Dass Coppola darin eine ewige Wiederkehr der gleichen Machtspiele, der Betäubung der Massen durch ‚Brot und Spiele‘, der gleichen politischen Intrigen und Zweckbündnisse sehen will, scheint evident. Ferner wirft der Film existenzialphilosophische Fragestellungen auf, die er vor orangeroten Sonnenuntergängen aushandelt. Megalopolis beschaut den Menschen in Bezug auf die Zeit und den Raum mit einem verklärenden Romantizismus, den Coppola immer wieder mit ausladenden Szenen der reinen Dekadenz bricht. Nicht immer ist in diesem überladenen Spektakel klar auszumachen, wo der Stilüberschuss prägnant den Exzess der dekadenten Stadtobrigkeit widerspiegelt und wo er sich tatsächlich in einen reinen erzählerischen Leerlauf begibt. Strenge und Konzentration können nicht die Leitlinien in der Ausführung seines fast dreistündigen Films gewesen sein – die Abwesenheit einer externen Studioinstanz wird da spürbar. Coppola verweist auf dieses eigenwillige überbetonende Moment mit der selbstreflexiven Einstellung eines reißenden Filmbandes.

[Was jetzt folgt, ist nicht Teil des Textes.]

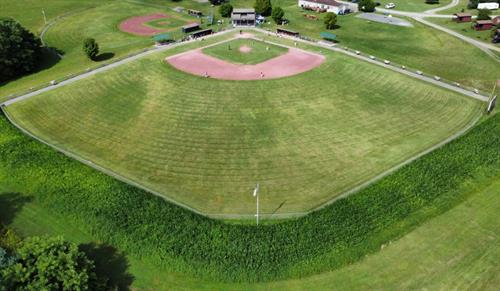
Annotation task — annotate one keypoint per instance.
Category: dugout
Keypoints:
(196, 13)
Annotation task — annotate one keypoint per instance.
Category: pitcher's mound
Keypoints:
(245, 49)
(294, 62)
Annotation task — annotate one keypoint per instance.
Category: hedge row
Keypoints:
(149, 227)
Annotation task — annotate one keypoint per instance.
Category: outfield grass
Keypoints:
(409, 46)
(205, 143)
(465, 29)
(260, 51)
(455, 250)
(171, 23)
(29, 12)
(67, 35)
(419, 47)
(413, 5)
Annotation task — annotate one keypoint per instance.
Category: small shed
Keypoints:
(483, 24)
(202, 33)
(243, 17)
(162, 38)
(190, 27)
(462, 17)
(328, 36)
(196, 13)
(287, 32)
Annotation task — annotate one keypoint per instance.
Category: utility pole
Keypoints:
(256, 195)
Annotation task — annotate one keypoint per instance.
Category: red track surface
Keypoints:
(135, 25)
(292, 63)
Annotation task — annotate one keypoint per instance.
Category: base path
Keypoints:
(135, 25)
(294, 62)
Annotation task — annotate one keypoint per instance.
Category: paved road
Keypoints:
(482, 45)
(451, 5)
(412, 74)
(419, 16)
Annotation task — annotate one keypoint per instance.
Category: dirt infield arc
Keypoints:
(294, 62)
(135, 25)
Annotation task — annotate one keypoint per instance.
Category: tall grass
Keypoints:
(341, 233)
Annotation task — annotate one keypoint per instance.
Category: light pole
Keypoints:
(256, 195)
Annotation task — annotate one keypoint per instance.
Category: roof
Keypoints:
(191, 25)
(461, 14)
(482, 22)
(243, 10)
(163, 36)
(325, 2)
(328, 35)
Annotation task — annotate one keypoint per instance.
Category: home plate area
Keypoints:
(293, 62)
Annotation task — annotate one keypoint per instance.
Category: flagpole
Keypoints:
(257, 204)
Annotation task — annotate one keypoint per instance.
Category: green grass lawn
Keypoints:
(67, 34)
(259, 51)
(419, 47)
(465, 29)
(456, 250)
(206, 142)
(409, 46)
(413, 5)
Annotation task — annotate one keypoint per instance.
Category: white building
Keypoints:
(488, 5)
(324, 5)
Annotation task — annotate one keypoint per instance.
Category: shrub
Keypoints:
(20, 50)
(278, 15)
(263, 7)
(91, 48)
(330, 20)
(49, 264)
(366, 5)
(225, 10)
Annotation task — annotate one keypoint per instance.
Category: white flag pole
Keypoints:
(256, 195)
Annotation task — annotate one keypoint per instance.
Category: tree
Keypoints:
(483, 14)
(472, 4)
(263, 7)
(216, 2)
(20, 50)
(278, 14)
(330, 20)
(225, 10)
(366, 5)
(91, 48)
(49, 264)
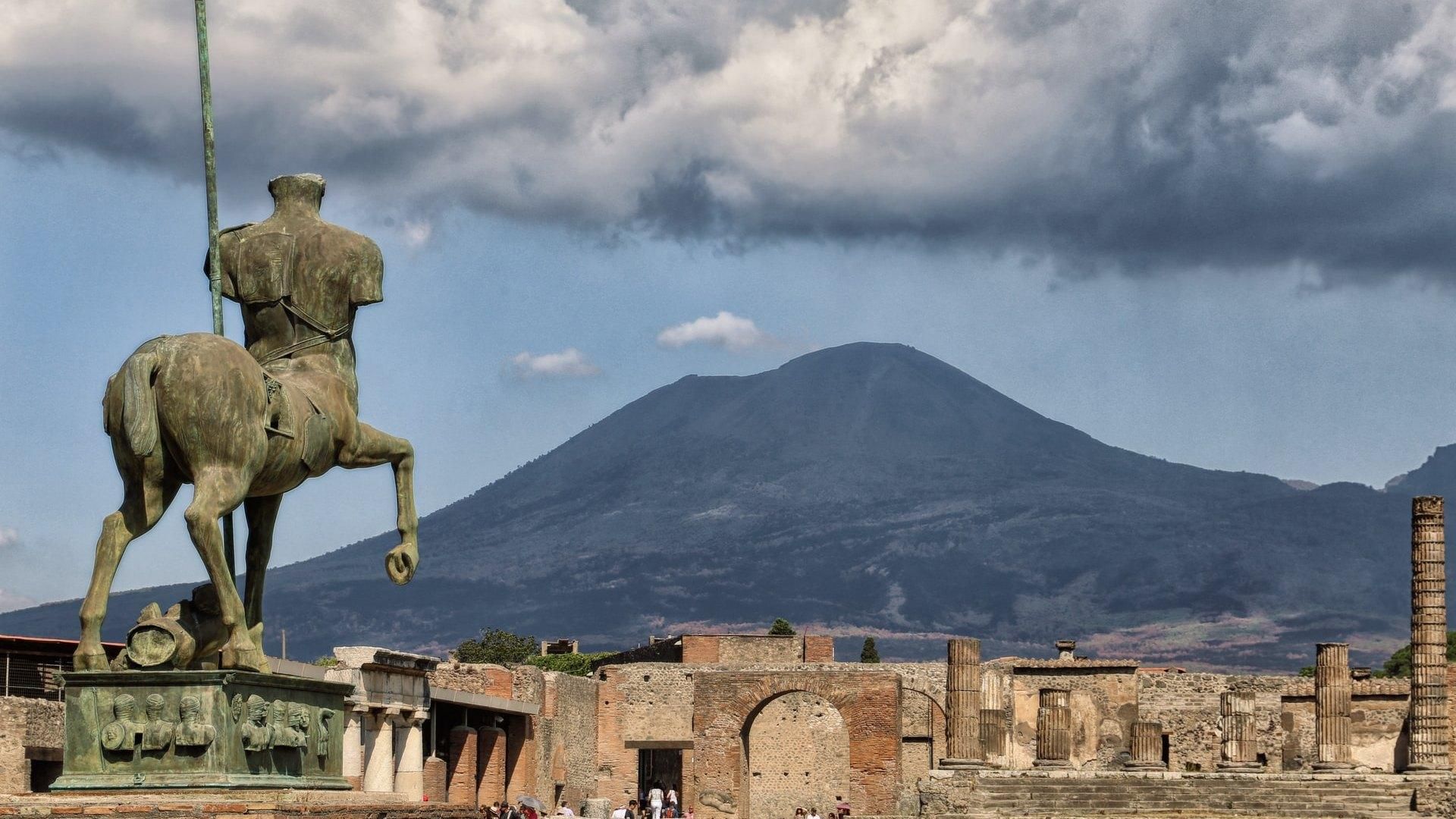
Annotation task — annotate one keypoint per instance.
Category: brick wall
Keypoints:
(799, 757)
(868, 703)
(1104, 706)
(24, 722)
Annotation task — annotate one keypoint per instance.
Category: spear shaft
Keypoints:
(215, 270)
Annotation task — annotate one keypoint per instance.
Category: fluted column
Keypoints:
(410, 768)
(353, 761)
(993, 719)
(462, 765)
(1239, 748)
(963, 704)
(1429, 720)
(1147, 746)
(1332, 707)
(1055, 729)
(379, 748)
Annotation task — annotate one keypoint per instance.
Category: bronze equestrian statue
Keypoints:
(246, 426)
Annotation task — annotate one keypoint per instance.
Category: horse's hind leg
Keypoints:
(218, 491)
(262, 513)
(372, 447)
(147, 493)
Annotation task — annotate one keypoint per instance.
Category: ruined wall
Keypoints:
(566, 739)
(635, 703)
(1187, 704)
(24, 722)
(799, 757)
(476, 678)
(1104, 706)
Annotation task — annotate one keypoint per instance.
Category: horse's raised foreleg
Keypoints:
(147, 497)
(220, 491)
(262, 513)
(372, 447)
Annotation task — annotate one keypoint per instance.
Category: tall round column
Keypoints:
(410, 770)
(1429, 720)
(379, 748)
(963, 704)
(353, 761)
(462, 765)
(1055, 729)
(1147, 746)
(993, 717)
(1332, 691)
(1239, 748)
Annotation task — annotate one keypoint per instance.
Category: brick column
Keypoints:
(1055, 729)
(379, 748)
(491, 761)
(353, 761)
(1332, 691)
(1239, 748)
(437, 773)
(1147, 746)
(462, 787)
(963, 704)
(410, 768)
(1429, 719)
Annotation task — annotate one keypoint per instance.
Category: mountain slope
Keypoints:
(867, 488)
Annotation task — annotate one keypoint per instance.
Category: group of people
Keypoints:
(655, 803)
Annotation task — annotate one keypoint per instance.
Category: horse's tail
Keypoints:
(130, 407)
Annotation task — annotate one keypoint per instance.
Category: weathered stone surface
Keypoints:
(201, 729)
(1430, 725)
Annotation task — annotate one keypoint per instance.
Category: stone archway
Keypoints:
(797, 755)
(922, 733)
(724, 704)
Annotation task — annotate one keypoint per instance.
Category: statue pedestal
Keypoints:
(218, 729)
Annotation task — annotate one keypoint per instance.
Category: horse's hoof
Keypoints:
(91, 661)
(400, 563)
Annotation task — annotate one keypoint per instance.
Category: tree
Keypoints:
(783, 627)
(498, 646)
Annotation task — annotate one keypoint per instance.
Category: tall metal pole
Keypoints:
(215, 271)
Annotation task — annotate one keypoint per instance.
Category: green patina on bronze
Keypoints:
(201, 730)
(245, 426)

Mit Susan Sontag gesprochen, erschöpft dieser Film sich im „camp“, in einer ganz eigenen Weise, die persönliche Vision einer Welt über ästhetische Phänomene erfahrbar zu machen. Hinter Megalopolis steht in allen Fällen auch das Selbstverständnis eines Regisseurs, für den das amerikanische Kino ehemals eine doppelte Identität besaß: Sehr persönliche, ambitionierte, ästhetisch gewagte Filme konnten zugleich auch überaus kommerziell erfolgreich sein. Freilich aber lässt sich bereits nach dem Ersteindruck in Cannes sagen, dass mit der radikalen Ablehnung dieser wilden Anachronismen, die Pforte durchaus offen ist, sich über diesen Film lustig zu machen.

★★★★☆☆☆☆

Es steht noch nicht fest, wann Megalopolis in die deutschen Kinos kommt.